Dependency mapping is an in silico mutagenesis technique that identifies co-conserved elements in a sequence. AIDO.ModelGenerator implements the procedure proposed by Tomaz da Silva et al. We use this to mine functional genomic elements in the AIDO.DNA paper with the AIDO.DNA-7B and AIDO.DNA-300M models. This task uses the pre-trained models directly, and does not require finetuning.

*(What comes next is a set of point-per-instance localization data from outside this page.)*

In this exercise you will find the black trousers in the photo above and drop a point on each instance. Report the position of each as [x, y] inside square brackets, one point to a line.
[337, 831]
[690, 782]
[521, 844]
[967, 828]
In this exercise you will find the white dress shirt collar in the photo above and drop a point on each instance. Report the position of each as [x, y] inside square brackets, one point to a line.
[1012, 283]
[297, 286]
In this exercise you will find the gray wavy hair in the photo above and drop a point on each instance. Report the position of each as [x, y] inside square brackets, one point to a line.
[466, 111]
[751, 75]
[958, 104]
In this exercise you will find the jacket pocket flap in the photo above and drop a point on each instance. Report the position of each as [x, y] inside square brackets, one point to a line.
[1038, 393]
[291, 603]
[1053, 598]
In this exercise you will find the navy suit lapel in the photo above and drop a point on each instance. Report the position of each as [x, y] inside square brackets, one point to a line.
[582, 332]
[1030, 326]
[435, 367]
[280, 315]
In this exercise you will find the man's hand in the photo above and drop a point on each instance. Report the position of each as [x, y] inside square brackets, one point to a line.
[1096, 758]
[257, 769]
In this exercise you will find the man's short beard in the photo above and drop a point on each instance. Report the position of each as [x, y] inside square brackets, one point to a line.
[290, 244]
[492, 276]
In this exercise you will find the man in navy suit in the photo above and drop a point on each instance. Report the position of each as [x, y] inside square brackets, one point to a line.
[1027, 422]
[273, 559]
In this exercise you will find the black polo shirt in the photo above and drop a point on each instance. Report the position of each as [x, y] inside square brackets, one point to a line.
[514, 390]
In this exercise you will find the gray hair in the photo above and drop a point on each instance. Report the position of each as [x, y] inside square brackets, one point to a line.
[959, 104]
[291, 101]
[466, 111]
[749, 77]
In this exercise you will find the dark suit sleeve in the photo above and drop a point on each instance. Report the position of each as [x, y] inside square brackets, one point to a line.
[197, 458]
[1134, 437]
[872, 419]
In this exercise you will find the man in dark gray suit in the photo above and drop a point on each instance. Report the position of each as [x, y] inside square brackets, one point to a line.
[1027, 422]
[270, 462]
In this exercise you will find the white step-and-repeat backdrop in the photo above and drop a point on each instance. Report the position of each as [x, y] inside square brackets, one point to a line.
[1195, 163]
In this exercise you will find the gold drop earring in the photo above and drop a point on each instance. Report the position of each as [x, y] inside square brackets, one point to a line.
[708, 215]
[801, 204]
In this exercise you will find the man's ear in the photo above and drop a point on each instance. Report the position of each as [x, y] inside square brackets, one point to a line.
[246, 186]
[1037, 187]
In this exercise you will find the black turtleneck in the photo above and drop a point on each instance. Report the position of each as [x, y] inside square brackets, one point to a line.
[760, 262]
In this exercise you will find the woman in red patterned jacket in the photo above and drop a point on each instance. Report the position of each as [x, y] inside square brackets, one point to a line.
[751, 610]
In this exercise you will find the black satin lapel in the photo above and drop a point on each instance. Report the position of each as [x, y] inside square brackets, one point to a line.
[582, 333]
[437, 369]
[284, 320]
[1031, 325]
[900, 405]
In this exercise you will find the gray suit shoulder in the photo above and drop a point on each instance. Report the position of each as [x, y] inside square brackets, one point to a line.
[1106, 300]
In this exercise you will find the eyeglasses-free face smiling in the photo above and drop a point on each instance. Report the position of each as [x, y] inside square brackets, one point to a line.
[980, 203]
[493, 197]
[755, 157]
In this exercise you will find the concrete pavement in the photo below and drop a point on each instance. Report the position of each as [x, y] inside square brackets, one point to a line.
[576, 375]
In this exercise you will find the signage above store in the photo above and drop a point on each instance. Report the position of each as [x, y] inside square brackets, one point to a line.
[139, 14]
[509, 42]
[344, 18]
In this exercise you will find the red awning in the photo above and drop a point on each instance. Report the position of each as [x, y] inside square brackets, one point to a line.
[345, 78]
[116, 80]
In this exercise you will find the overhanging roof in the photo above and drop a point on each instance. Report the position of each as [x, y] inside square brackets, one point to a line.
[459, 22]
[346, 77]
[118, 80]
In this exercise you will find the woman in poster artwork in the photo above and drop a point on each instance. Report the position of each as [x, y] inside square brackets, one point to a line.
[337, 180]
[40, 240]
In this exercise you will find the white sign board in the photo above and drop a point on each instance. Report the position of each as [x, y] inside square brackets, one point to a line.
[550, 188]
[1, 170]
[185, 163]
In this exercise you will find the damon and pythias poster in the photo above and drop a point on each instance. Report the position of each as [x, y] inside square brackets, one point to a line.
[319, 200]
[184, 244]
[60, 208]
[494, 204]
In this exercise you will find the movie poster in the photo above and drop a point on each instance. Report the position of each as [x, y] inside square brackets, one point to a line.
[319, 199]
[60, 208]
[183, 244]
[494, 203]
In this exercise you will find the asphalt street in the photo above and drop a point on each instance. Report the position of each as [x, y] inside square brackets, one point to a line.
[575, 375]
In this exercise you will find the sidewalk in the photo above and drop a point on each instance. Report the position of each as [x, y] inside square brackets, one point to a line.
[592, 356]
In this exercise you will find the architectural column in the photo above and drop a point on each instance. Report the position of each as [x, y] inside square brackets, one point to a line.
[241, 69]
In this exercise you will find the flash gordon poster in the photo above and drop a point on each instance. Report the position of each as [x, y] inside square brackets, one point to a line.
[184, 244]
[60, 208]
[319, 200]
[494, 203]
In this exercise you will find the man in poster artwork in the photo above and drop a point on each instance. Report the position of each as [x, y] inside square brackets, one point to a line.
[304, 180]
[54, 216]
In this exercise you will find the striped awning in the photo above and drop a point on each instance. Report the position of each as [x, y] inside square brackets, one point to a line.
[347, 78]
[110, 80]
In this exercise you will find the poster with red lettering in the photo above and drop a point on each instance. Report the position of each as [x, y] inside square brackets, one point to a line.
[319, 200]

To reproduce the dependency mapping results from the AIDO.DNA paper, run the following from the ModelGenerator root directory:

# Inference
mgen predict --config experiments/AIDO.DNA/dependency_mapping/config.yaml

# Plotting
python experiments/AIDO.DNA/dependency_mapping/ \
    -i predictions \
    -o plots \
    -v experiments/AIDO.DNA/dependency_mapping/DNA.txt \
    -t modelgenerator/huggingface_models/rnabert/vocab.txt 

To create new dependency maps,

  1. Gather your sequences into a .tsv file with an id and sequence column.
  2. Run mgen predict --config config.yaml where
  class_path: Inference
    backbone: <you-choose>
  class_path: DependencyMappingDataModule
    path: <path/to/your/seq/dir>  # Note: this errors for ., use ../dependency_mapping if necessary
      - <my_sequences.tsv>
    vocab_file: <vocab>.txt  # E.g. experiments/AIDO.DNA/dependency_mapping/DNA.txt
  - class_path: modelgenerator.callbacks.PredictionWriter
      output_dir: predictions
      filetype: pt
  1. Run the plotting tool
python experiments/AIDO.DNA/dependency_mapping/ \
    -i <prediction_dir> \
    -o <output_dir> \
    -v <vocab.txt> \
    -t <tokenizer_vocab.txt>  

The output will be files of the name <id>.png in the output directory, with heatmaps of dependencies and logos with sequence information content.